The morning meeting took place at Aspen Cottage. Jim Rasenberger describes it as being "like a trip to the woodshed" for the young president.
Eisenhower wanted to know if JFK had "made sure to air all opposing views in his meetings" prior to the invasion. Kennedy had to admit he had simply taken the advice of the CIA and Joint Chiefs of Staff.
Ike, sounding like a General who had experience planning invasions, asked why JFK had called off the second bombing mission. The young president answered "to keep our hands from showing." Mr. Eisenhower replied...
"How could you expect the world to believe that we had nothing to do with it?"
After their lunch had been taken, the two POTUS walked around the grounds for a quarter of an hour. Before he boarded a helicopter to return to his home at Gettysburg, the General said to reporters...
"I am all in favor of the United States supporting the man who has to carry the responsibility for our foreign affairs."
In the privacy of his Journal, however, Ike was more than candid about his impressions. He wrote that "the story of the invasion was 'a very dreary account of mismanagement, indecision and timidity at the wrong time.'"

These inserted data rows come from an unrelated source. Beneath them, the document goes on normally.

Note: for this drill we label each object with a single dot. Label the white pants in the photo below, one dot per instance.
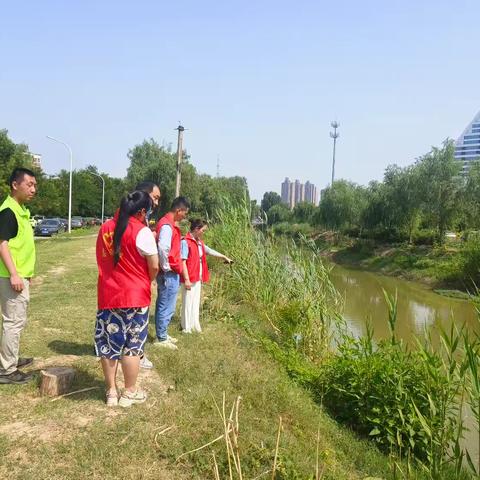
(190, 320)
(14, 316)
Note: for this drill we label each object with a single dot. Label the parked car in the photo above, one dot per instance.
(36, 220)
(77, 222)
(49, 227)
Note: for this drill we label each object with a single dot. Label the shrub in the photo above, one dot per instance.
(425, 237)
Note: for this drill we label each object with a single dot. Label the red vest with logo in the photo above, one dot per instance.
(126, 285)
(174, 256)
(193, 260)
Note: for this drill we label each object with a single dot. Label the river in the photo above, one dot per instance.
(418, 308)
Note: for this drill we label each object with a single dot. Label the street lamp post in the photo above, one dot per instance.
(70, 183)
(179, 159)
(334, 135)
(103, 190)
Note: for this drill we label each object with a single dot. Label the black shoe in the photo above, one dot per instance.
(17, 378)
(24, 362)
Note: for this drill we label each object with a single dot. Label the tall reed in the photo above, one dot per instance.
(288, 285)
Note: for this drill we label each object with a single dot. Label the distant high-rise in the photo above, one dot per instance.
(467, 147)
(296, 192)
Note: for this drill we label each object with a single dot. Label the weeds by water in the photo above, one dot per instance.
(409, 401)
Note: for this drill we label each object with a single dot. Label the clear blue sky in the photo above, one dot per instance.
(255, 82)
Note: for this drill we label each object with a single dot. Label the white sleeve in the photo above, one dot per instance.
(145, 242)
(212, 252)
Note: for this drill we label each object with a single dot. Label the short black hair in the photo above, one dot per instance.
(146, 187)
(18, 174)
(197, 223)
(180, 203)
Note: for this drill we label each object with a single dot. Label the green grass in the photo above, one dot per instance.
(77, 437)
(434, 266)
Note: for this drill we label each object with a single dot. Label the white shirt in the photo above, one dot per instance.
(145, 242)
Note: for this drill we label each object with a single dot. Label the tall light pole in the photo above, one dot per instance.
(70, 183)
(334, 135)
(179, 159)
(103, 190)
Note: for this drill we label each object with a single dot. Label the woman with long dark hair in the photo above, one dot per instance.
(127, 260)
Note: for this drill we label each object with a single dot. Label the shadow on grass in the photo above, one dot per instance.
(72, 348)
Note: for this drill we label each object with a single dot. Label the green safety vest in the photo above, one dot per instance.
(22, 247)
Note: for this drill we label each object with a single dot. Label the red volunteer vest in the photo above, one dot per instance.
(174, 257)
(126, 285)
(193, 260)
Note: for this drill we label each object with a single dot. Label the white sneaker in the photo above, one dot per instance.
(166, 344)
(111, 399)
(128, 398)
(145, 363)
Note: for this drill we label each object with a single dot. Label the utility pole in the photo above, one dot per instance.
(70, 181)
(179, 159)
(334, 135)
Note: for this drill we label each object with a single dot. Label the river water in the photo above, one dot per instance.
(418, 308)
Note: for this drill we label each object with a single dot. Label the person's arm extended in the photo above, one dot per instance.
(164, 246)
(184, 253)
(15, 281)
(214, 253)
(152, 264)
(186, 278)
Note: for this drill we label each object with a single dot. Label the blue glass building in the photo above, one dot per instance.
(467, 147)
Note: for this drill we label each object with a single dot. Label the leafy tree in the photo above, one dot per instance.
(304, 212)
(269, 200)
(150, 161)
(11, 155)
(341, 206)
(440, 183)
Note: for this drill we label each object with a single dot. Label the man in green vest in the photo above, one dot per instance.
(17, 263)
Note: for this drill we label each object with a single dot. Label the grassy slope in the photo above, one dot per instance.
(429, 265)
(77, 437)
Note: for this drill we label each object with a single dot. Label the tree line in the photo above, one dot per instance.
(418, 203)
(148, 161)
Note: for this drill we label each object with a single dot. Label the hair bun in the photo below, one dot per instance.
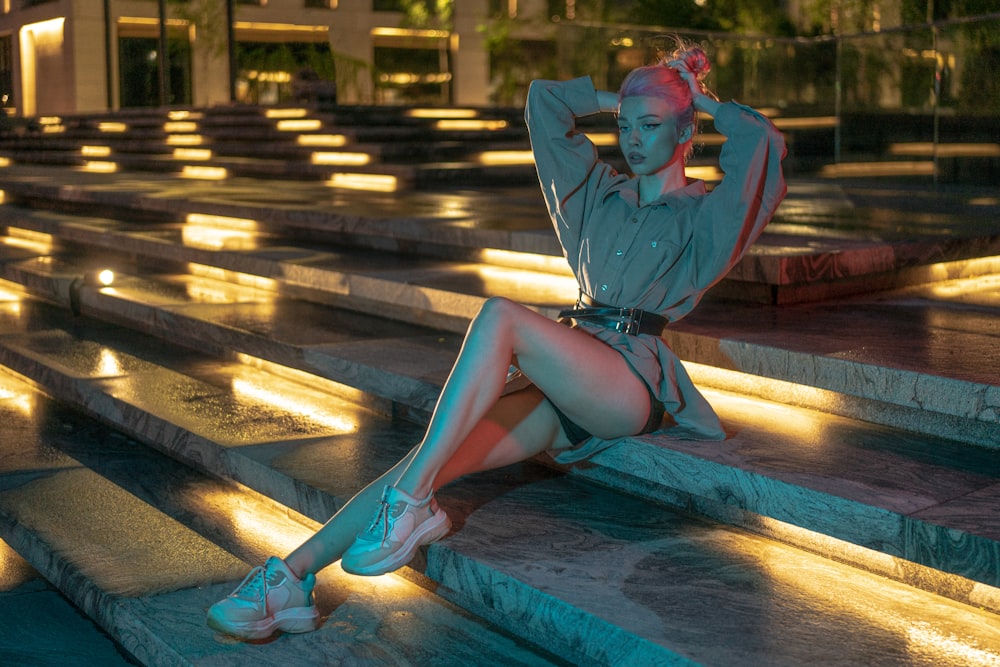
(695, 59)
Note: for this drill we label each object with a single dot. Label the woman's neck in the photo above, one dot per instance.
(654, 186)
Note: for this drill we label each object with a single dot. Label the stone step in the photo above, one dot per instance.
(894, 492)
(143, 545)
(959, 399)
(594, 576)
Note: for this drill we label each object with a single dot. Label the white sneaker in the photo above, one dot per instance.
(402, 524)
(270, 598)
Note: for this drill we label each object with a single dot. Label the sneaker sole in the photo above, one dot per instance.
(429, 531)
(295, 620)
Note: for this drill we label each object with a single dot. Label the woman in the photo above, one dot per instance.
(644, 249)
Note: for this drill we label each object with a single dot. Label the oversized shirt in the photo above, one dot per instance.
(662, 256)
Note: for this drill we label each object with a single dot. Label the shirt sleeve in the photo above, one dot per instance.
(737, 210)
(565, 158)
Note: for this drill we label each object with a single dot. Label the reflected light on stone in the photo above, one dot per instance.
(100, 166)
(320, 384)
(321, 140)
(180, 126)
(285, 113)
(243, 279)
(192, 154)
(252, 517)
(831, 587)
(95, 151)
(303, 403)
(204, 173)
(525, 260)
(213, 238)
(29, 240)
(298, 125)
(464, 124)
(184, 140)
(108, 363)
(341, 159)
(370, 182)
(709, 174)
(776, 402)
(15, 395)
(855, 169)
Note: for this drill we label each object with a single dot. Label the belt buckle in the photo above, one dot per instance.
(628, 322)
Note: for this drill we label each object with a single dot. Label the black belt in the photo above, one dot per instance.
(632, 321)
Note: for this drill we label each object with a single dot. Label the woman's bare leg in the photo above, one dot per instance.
(589, 381)
(519, 426)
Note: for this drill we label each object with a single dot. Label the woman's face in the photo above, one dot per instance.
(648, 135)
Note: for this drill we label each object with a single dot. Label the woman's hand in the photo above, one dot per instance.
(701, 100)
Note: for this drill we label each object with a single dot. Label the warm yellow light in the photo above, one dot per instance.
(306, 402)
(525, 260)
(321, 140)
(184, 140)
(222, 221)
(371, 182)
(100, 166)
(299, 125)
(16, 395)
(213, 238)
(204, 173)
(857, 169)
(280, 27)
(106, 277)
(409, 32)
(341, 159)
(243, 279)
(929, 149)
(286, 113)
(192, 154)
(29, 240)
(183, 114)
(459, 124)
(603, 138)
(500, 158)
(95, 151)
(442, 113)
(710, 174)
(181, 126)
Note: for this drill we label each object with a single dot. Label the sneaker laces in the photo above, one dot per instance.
(382, 516)
(252, 587)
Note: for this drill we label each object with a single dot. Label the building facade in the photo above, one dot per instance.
(77, 56)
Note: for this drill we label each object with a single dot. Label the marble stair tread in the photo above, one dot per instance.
(942, 384)
(593, 576)
(143, 545)
(850, 250)
(776, 467)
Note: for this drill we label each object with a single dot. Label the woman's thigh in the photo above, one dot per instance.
(588, 380)
(519, 426)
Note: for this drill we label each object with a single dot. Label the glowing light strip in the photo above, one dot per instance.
(370, 182)
(321, 140)
(341, 159)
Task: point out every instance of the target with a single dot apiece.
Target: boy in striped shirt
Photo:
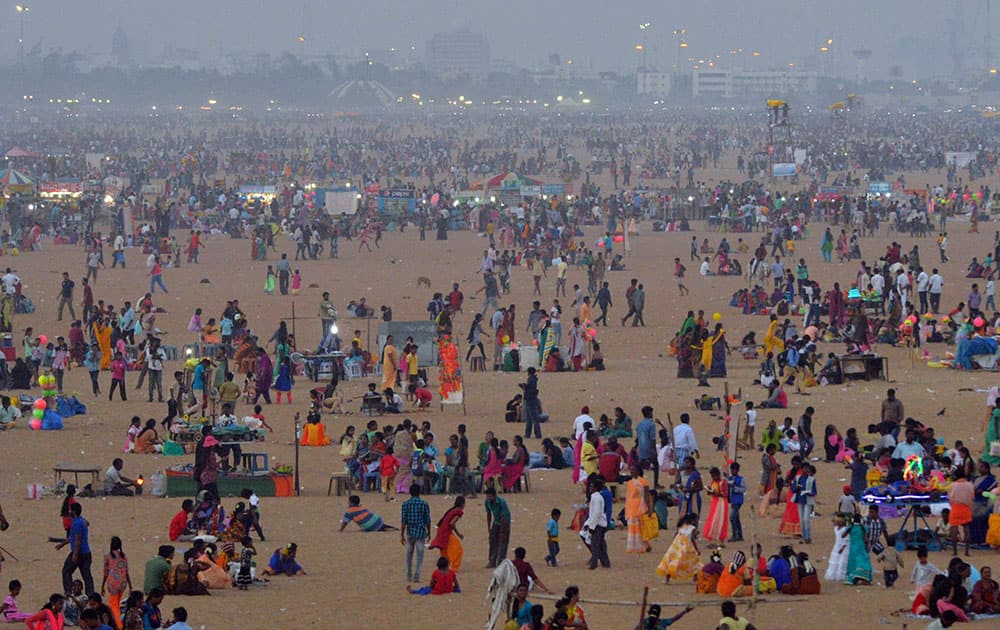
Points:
(367, 520)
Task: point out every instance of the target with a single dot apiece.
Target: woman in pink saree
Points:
(516, 463)
(493, 469)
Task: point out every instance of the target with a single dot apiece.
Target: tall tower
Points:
(861, 58)
(119, 47)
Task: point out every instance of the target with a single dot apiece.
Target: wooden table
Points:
(866, 366)
(76, 471)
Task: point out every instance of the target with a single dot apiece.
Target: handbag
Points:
(995, 444)
(650, 526)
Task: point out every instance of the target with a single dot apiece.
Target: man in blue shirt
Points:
(413, 531)
(79, 556)
(737, 490)
(645, 438)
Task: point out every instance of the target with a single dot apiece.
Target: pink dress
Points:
(493, 467)
(11, 614)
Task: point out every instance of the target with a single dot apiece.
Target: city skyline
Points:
(917, 38)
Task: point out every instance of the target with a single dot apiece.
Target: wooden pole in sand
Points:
(297, 429)
(642, 608)
(756, 574)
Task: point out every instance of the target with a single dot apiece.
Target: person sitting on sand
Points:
(443, 581)
(367, 520)
(148, 440)
(283, 562)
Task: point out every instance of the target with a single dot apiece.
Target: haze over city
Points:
(908, 38)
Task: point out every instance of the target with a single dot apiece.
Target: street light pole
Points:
(21, 10)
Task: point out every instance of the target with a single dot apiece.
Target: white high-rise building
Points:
(458, 53)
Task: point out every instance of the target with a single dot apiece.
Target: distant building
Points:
(709, 83)
(119, 47)
(458, 53)
(652, 83)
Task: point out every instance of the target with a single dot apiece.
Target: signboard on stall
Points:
(397, 202)
(959, 159)
(784, 169)
(338, 201)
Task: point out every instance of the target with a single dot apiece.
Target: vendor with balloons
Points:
(43, 412)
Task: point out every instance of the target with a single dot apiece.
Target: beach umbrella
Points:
(15, 181)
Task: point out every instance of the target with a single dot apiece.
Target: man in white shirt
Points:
(118, 252)
(878, 285)
(597, 525)
(934, 286)
(685, 444)
(902, 290)
(155, 356)
(581, 420)
(10, 281)
(923, 281)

Jim Rasenberger, however, argues that it was President Dwight D. Eisenhower who approved the CIA's "Program of Covert Action" on March 17, 1960 and when the former president learned that his former security adviser, Gordon Gray**, had in his possession "review notes" of that meeting, Mr. Eisenhower had no choice acknowledge this fact. Ike insisted, however, that while he gave his approval, there was no "military planning" done at that meeting.
*Camp David is located 62 miles NW of Washington, D.C. in Frederick County, MD. Built by the WPA in the mid 1930s, it was converted into a presidential retreat by FDR. He named it Shangri-La. The name was changed by President Eisenhower who renamed it after his father & grandson.
**Gordon Gray (1909-1982) was born in Baltimore, MD & graduated from the University of North Carolina in 1930 & Yale Law School in 1933. GG served in the US Army in WWII & was appointed head of the Office of Defense Mobilization by President Eisenhower & later National Security Adviser. GG served on the President's Foreign Intelligence Advisory Board under JFK, LBJ, RN & GF.
SOURCE
"Brilliant Disaster: JFK, Castro and America's Doomed Invasion of Cuba's Bay of Pigs," by Jim Rasenberger, Scribner, New York, 2011.